Im Landkreis Schweinfurt gibt es immerhin in fünf von 29 Gemeinden
Schachvereine oder -abteilungen, in der Stadt Schweinfurt zwei. Von den
drei Gemeinden des Schwein furter Oberlandes ist immerhin die Gemeinde
Schonungen vertreten, und zwar durch den Gemeindeteil Abersfeld (als
bei weitem kleinster Ort, neben Bergrheinfeld, Grafenrheinfeld, Hambach
und neuerdings Gerolzhofen). Dass dort, hoch auf der Schlettach, 1980
die Schachbegeisterung so groß war, dass man in der DJK eine eigene,
sehr bald auch in regulären Wettkämpfen aktive Schachabteilung
gründete, ist bemerkenswert, aber auch, dass Begeisterung wie Abteilung
bis heute fortbestehen.
Ein kleines, durch eigene Kreativität aber
wesentlich gefördertes Wunder war es denn auch, dass es 2005 zum 25.

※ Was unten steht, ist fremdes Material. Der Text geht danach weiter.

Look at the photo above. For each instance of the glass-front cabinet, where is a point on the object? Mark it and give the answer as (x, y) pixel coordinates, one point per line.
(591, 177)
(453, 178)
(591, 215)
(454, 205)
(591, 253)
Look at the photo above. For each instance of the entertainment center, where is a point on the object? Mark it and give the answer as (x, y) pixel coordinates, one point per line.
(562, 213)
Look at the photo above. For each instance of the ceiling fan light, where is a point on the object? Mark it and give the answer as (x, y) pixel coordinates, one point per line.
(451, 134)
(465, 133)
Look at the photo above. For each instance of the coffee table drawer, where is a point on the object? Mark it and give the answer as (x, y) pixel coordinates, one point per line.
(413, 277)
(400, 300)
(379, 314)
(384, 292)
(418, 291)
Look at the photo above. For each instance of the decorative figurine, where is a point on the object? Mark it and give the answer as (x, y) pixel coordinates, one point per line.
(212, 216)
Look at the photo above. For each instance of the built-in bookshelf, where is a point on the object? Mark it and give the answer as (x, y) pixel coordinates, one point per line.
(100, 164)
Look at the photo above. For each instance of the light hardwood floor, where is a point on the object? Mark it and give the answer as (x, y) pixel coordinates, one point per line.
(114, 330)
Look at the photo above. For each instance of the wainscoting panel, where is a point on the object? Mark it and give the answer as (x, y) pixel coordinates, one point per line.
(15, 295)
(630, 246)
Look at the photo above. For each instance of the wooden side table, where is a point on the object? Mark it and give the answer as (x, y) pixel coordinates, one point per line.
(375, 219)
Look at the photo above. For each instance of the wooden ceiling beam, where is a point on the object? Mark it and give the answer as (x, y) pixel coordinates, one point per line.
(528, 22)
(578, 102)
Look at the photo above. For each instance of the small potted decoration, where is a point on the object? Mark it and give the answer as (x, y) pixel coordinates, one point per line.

Jubiläum gelang, den durch Fernsehen und Presse bekannten Großmeister
Dr. Helmut Pßeger als Gast und Hauptakteur, nämlich für ein mit 40
Gegenspielern aus der Region besetztes Simultanturnier zu gewinnen. Als
mindestens vergleichbares Wunder sah und sieht man es freilich in
Abersfeld an, dass man 1998 den Aufstieg in die Kreisliga
Hassberge/Rhön geschafft und vor allem, dass man sich bis heute,
nunmehr in der 12. Saison, ununterbrochen dort gehalten hat (von den
sechs anderen in Stadt und Land spielen derzeit lediglich SK
Schweinfurt 2000 und SC Bergrheinfeld höherklassig).
Schach in
Abersfeld ist geprägt einerseits durch starke Kontinuität, Ausdruck
eines guten Zusammenhalts, andererseits durch eine seit mehr als 15
Jahren ebenso kontinuierlich gepflegte Jugendarbeit (auf die manche
benachbarte Vereine inzwischen leider verzichtet zu haben scheinen).
Die Kontinuität wird daran deutlich, dass fünf Spieler praktisch von
Anfang an aktiv sind, davon vier als Stammspieler, weitere drei
Stammspieler weit mehr als ein bis sogar zwei Jahrzehnte. Natürlich hat
sich manches geändert. Die Spieler kommen zwar nach wie vor ganz
überwiegend aus der Großgemeinde, der Abersfelder Anteil ist jedenfalls
bei den Stammspielern geschrumpft.
Das Schach-„Herz“ schlägt freilich immer noch in Abersfeld! Ohne Walter
Karch, „Gründungsmitglied“ und 27 Jahre Abteilungsleiter, jetzt
Spielleiter, und Gerhard Schröck, fast so lange dabei, neuer
Abteilungsleiter und langjähriger Spielleiter, beide natürlich stets
Stammspieler, ginge organisatorisch nichts!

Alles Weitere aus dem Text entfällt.